Wednesday, January 10, 2018

The Proud Valley (1940), 8

In a Welsh coal mining valley, a young man with a beautiful singing voice is called upon to make the ultimate sacrifice when a pit disaster threatens.
1h 16min | Drama, Music | 6 April 1940 (UK)
Director: Pen Tennyson
Stars: Paul Robeson, Edward Chapman, Simon Lack

http://www.imdb.com/title/tt0031828/

The release date is interesting to me. Part of the story includes the trouble in Europe, and talks about coal needs "if we go to war." Britain & France declared war on Germany 3 Sep 1939 after Poland was invaded 1 Sep (the filming date listed in IMDb); I don't remember seeing that headline in the montage. Then they had an absence of fighting until 10 May 1940, when Germany overran France and Benelux in a few days. That Sep-May period is now called the Phoney War, and this film was released in April. After the opening credits we get a title card of "South Wales 1938", but by the time the threat of war is mentioned, time has passed. Per the Wikipedia article, "Filming was completed in September 1939 but producer Michael Balcon and director Pen Tennyson were forced to recut the ending of the film in the new atmosphere following the outbreak of war." But war hadn't broken out yet, only declared?

So, Note to Self: try to track the timeline better to maybe answer questions above.

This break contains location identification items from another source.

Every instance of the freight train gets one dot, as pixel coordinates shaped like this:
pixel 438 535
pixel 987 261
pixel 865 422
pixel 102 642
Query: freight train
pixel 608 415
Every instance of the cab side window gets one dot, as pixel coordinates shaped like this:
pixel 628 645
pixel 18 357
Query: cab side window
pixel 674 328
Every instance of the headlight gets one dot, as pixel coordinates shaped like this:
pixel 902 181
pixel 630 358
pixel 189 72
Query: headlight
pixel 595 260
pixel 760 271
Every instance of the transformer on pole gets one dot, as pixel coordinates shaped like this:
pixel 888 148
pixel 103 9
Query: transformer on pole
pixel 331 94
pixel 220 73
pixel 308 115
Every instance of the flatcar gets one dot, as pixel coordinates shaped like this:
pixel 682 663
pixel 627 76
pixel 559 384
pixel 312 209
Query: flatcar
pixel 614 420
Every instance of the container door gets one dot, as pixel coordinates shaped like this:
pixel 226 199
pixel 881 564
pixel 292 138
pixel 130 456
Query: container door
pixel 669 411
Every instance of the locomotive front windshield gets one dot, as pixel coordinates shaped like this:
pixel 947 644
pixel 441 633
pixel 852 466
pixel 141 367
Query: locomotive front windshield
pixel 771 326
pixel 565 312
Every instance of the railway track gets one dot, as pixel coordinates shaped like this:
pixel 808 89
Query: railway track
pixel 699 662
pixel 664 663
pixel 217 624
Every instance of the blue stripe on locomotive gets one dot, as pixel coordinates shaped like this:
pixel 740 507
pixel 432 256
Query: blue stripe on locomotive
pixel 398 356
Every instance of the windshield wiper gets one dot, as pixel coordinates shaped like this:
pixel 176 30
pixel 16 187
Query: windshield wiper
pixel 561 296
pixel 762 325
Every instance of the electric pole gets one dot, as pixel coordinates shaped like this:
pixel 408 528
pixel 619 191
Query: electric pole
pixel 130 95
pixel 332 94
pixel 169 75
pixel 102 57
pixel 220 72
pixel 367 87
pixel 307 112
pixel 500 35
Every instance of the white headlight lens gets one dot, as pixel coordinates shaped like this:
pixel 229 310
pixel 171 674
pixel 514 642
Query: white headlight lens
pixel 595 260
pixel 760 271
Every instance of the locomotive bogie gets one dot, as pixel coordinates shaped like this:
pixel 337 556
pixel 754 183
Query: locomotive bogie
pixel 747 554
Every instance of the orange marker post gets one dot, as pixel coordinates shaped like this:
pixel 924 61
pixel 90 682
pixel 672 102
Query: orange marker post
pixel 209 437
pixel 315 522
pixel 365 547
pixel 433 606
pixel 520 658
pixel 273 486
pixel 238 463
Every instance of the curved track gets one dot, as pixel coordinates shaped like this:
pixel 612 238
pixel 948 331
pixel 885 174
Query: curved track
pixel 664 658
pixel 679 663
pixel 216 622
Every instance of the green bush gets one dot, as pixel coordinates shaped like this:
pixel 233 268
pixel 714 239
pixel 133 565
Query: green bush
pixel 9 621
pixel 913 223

We get a spot of racism in the story, nicely quashed by the man who brought Robeson into the Welsh mines (so that his bass can join the choir) with something like "he's as black as any of us down in the pit" plus praise for his friendship.

Robeson is excellent, as always. We get just enough singing to label this Music (they have an amateur men's choir). The real triumph of the film is that Robeson is the hero, in the self-sacrificing sense you get a lot in war films. This isn't war, but a dangerous occupation, and a certain death situation. The Wikipedia page calls How Green is My Valley ('47) a similar film, but I find that one sentimental/maudlin. This film is focused on fewer characters, and illustrates the dangers just as well. And yes, they have an actual song bird in a cage to help them determine the oxygen sufficiency: the canary in the coalmine.

Robeson appears (and sings) only once more on film in '42. It's an anthology film, not a musical, and he's not the star, but I'll add it to the quest anyway.